Riemann is an up and coming event stream processor. It is one of those projects that you take a look at and think this is nice, but not ready yet. A year has passed since I made that observation. This is a project followed by high profile monitoring folks. This very dynamic system has a similar philosophy as Graphite. Riemann filters, combines and acts on flows of events.
I like elegant. Riemann is very elegant, it acts as a stream processor like ESPER, but built with a monitoring angle to make it more intuitive and easy to work with. Riemann listens and acts, it does not have a scheduler like Shinken, Zabbix or OpenNMS. It depends on application libraries, clients, scripts or agents to forward data to it.
A lot of the things I have privately ranted about in Shinken, which don’t take me wrong, I am a great fan of, are gracefully handled in Riemann. Notably the way rules are defined/managed, including tags as part of the event stream, full use of all cpus, not having to predefine all possible events to monitor them, not interrupting monitoring flow to load new rules, streamed updates to dashboards, flexible dependency model and more.
The open-source Swiss knife of the future is really shaping up with Riemann dealing with events, Graphite for time-series and logstash for logs (I am a fan of Splunk, but there is no current integration between the two).

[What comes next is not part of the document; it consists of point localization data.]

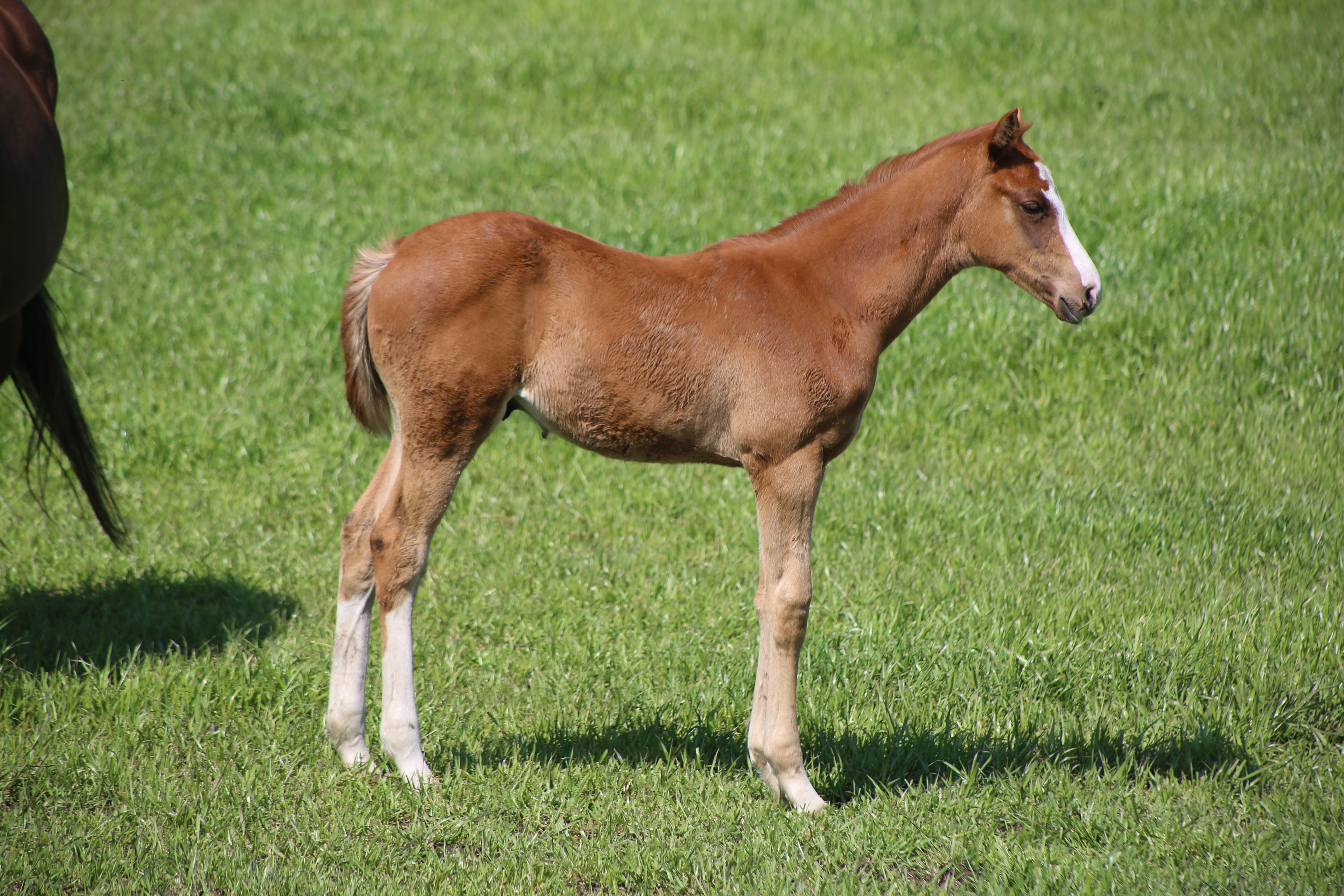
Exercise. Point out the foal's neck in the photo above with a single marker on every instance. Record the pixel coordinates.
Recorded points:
(886, 252)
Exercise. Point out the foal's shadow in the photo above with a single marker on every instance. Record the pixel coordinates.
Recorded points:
(103, 624)
(846, 765)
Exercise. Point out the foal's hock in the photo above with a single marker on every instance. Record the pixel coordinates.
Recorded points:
(757, 353)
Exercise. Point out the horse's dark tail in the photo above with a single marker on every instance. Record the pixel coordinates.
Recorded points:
(49, 397)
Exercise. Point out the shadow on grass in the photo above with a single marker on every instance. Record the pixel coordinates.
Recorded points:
(846, 766)
(107, 623)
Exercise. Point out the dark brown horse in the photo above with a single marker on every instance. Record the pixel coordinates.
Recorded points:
(759, 353)
(33, 222)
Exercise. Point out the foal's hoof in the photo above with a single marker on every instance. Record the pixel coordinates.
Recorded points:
(814, 808)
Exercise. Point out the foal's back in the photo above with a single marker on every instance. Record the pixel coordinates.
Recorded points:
(632, 357)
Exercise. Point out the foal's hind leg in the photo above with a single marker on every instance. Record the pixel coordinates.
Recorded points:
(354, 608)
(433, 459)
(787, 496)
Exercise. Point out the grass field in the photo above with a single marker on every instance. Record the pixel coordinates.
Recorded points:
(1078, 590)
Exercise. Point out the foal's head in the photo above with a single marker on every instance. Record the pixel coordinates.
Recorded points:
(1018, 225)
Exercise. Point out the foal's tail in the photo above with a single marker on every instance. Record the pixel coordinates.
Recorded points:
(49, 398)
(365, 390)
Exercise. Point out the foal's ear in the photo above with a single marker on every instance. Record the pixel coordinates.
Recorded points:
(1007, 133)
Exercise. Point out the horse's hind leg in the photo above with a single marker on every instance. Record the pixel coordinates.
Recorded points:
(354, 606)
(435, 452)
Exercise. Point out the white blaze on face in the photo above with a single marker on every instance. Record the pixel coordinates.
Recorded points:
(1086, 271)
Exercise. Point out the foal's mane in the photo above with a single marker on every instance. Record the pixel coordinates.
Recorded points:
(882, 172)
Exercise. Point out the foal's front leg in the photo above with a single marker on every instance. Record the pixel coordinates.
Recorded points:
(787, 496)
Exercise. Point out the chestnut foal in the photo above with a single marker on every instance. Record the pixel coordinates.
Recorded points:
(757, 353)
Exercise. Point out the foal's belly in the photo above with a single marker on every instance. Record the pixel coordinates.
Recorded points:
(628, 425)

For internal linux/UNIX, applications and cloud-type application monitoring Riemann is IMO a viable proposition with version 0.2. For general purpose monitoring, not so much for network devices and Windows. [update: Riemann 0.2.2 is a solid proposition, with many core and dashboard improvement]

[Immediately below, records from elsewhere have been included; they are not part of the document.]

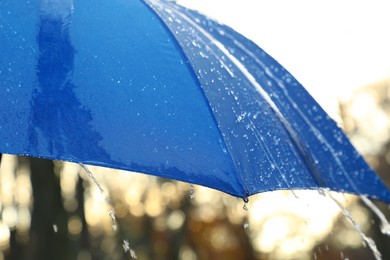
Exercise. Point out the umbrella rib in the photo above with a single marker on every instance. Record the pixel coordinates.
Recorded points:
(268, 99)
(154, 5)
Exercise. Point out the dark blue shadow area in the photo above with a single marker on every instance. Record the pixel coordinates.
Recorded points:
(59, 123)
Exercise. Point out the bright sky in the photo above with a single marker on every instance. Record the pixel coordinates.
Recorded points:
(331, 47)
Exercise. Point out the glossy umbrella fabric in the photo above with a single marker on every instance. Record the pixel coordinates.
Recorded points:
(152, 87)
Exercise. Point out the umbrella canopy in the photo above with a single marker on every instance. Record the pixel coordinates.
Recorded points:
(152, 87)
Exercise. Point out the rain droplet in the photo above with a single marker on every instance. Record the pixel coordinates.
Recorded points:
(113, 218)
(385, 225)
(192, 192)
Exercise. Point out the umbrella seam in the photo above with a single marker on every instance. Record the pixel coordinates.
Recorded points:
(192, 72)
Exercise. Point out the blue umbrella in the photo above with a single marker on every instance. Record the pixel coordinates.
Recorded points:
(152, 87)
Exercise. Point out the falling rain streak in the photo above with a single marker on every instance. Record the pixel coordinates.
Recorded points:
(368, 240)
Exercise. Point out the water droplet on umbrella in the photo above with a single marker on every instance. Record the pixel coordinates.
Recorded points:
(55, 228)
(192, 191)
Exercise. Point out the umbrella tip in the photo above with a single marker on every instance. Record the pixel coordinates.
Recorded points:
(246, 201)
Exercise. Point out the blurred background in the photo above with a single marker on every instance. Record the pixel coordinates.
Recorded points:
(338, 51)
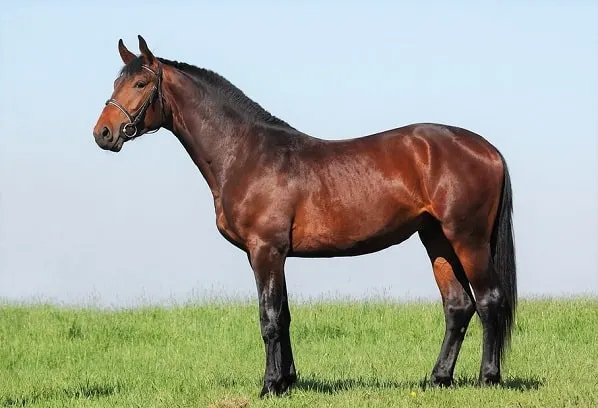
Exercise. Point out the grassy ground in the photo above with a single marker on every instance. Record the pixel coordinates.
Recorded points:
(347, 355)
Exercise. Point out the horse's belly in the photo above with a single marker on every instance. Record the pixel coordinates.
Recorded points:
(351, 231)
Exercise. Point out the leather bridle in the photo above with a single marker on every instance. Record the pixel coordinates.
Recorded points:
(129, 130)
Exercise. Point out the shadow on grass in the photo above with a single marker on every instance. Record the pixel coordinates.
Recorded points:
(86, 390)
(329, 386)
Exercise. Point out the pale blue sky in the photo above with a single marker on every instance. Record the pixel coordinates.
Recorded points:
(78, 224)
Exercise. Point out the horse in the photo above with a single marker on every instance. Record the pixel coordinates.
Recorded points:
(280, 193)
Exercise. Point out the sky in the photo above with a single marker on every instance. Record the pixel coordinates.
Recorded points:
(79, 225)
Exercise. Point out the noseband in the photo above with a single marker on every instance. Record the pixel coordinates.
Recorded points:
(129, 130)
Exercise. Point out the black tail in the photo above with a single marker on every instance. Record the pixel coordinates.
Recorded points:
(503, 259)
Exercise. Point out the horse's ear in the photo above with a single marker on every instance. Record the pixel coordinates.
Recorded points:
(149, 57)
(126, 55)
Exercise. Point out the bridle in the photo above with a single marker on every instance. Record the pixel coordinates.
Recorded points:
(129, 130)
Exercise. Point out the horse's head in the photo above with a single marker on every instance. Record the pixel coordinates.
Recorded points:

What Riemann needs to succeed in general purpose monitoring
For it to succeed in general purpose monitoring I believe it needs :
- Integration with a solid Windows agent to receive streamed data (like statsd or diamond) but for Windows; update: Riemann-health for windows Seems like a good start, but modifying it requires to modify C# code, recompile and redeploy. :-/ Support for things like process monitoring, executing local commands, scripts and more
- Integration with a solid SNMP polling system that would use Riemann as its back end; Collectd is there, but alternatives would be welcome. Something like a stripped down version of Cricket that just sends data to Riemann and Graphite.

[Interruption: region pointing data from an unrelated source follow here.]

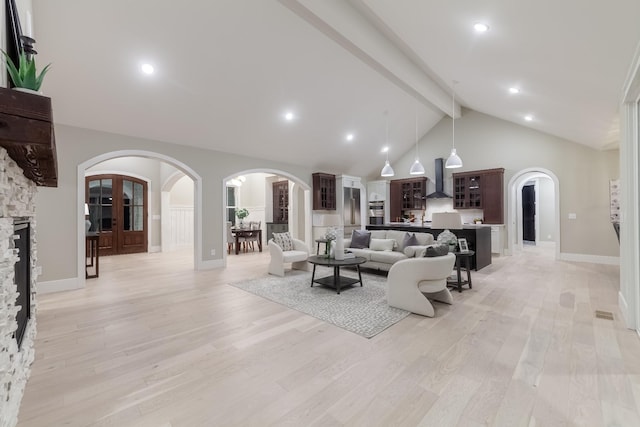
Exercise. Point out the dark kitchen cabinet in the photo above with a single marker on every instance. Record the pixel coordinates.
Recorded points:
(324, 191)
(481, 189)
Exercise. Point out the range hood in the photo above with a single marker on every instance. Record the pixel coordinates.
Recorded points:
(439, 193)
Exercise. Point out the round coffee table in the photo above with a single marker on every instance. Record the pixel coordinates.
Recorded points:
(336, 281)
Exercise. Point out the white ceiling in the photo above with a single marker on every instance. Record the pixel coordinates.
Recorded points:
(227, 70)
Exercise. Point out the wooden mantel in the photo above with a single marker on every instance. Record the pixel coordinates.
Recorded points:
(26, 132)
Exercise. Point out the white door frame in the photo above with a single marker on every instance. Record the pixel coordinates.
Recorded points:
(514, 206)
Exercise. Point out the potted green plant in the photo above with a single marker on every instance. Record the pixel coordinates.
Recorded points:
(242, 213)
(24, 75)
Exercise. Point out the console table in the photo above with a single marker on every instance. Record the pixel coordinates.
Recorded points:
(93, 253)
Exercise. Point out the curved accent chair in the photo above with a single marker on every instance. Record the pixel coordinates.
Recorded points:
(412, 281)
(297, 257)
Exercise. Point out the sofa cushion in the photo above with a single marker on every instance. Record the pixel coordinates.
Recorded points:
(409, 240)
(283, 240)
(379, 234)
(425, 239)
(387, 257)
(364, 253)
(381, 244)
(436, 250)
(360, 239)
(414, 251)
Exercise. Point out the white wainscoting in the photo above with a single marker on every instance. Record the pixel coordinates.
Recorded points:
(180, 234)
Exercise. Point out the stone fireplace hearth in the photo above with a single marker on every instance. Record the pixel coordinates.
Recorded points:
(16, 205)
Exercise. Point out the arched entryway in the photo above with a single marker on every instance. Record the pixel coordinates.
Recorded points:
(531, 176)
(299, 215)
(197, 181)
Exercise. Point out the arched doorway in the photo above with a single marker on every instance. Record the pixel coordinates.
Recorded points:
(197, 180)
(515, 223)
(299, 203)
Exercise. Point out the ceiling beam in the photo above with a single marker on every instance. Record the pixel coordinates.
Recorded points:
(348, 27)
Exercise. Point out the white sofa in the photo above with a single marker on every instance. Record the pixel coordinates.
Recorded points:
(384, 259)
(412, 281)
(297, 257)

- Professional full time backing (Kyle Kingsbury, the main author just accepted a full time job…) Good for him, but so-so for the project. More developers are contributing to the project which is good. I could envision starting a company to implement Riemann based systems
- A dashboard element for displaying streamed text events/logs (On the road map, per Kyle K.)
- A dashboard element or alternate dashboard for displaying graphical status data. Based on vector graphic backgrounds and status widgets sitting on top of the image to show changes. Think of Nagvis and the plethora of industrial HMIs like Wonderware, OSIsoft PI processbook, etc.
- Ability to drill down into dashboards to view dependency relations (Think Big Brother/Xymon dashboard drill downs) Though this may be impossible simply due to the nature of how Riemann works?!
- A security model for the data acquisition and API
- Cookbook type recipes that can be used to to understand how a typical monitoring workflow might handle calculations, thresholds, rate limiting, dependencies(parent/child), state changes and finally output to graphite/request-tracker/email/pagerduty. Single examples are nice, but how does it *really* come together and how to maintain it.
- Having some place to store and retrieve textual events
- Role based controls for the dashboard
- An HA strategy
Side note: Riemann is a project with immense potential for lightweight industrial controls monitoring. Having a listening module for modbus or even OPC UA would really light a fire under the archaic beasts that the industrial monitoring/controls suppliers are using. Ok, getting back to Windows.
Windows sources of events
Windows operating system status and events are typically monitored via these methods
- Windows event log
- Can be handled via agents like NSCA++, OSSEC, SNARE, custom agents for SIEM/logging software which would need to be able to forward the data to Riemann in a second step
- Windows PDH API (performance monitor counters)
- Handled by local agents (riemann-health-windows) or via WMI, but this becomes polling based monitoring
- Custom event logs
- Can be handled via agents like NSCA++, OSSEC, another SNARE agent, custom agents for SIEM/logging software which would need to be able to forward the data to Riemann in a second step
- External monitoring via the network of services
- Centralized polling from collectd could do the job but alternatives would be nice;
- Shinken/Munin/other as the active poller and then streaming events to Riemann to dashboard??
- Scripted monitoring via a local agent
- Local agent, like ???
A great project needs a leader and contributors
This project has great potential and I sincerely hope that the main developer continues to work on it and that companies continue to contribute (money, resources, dev offers, etc.) to his effort to develop it.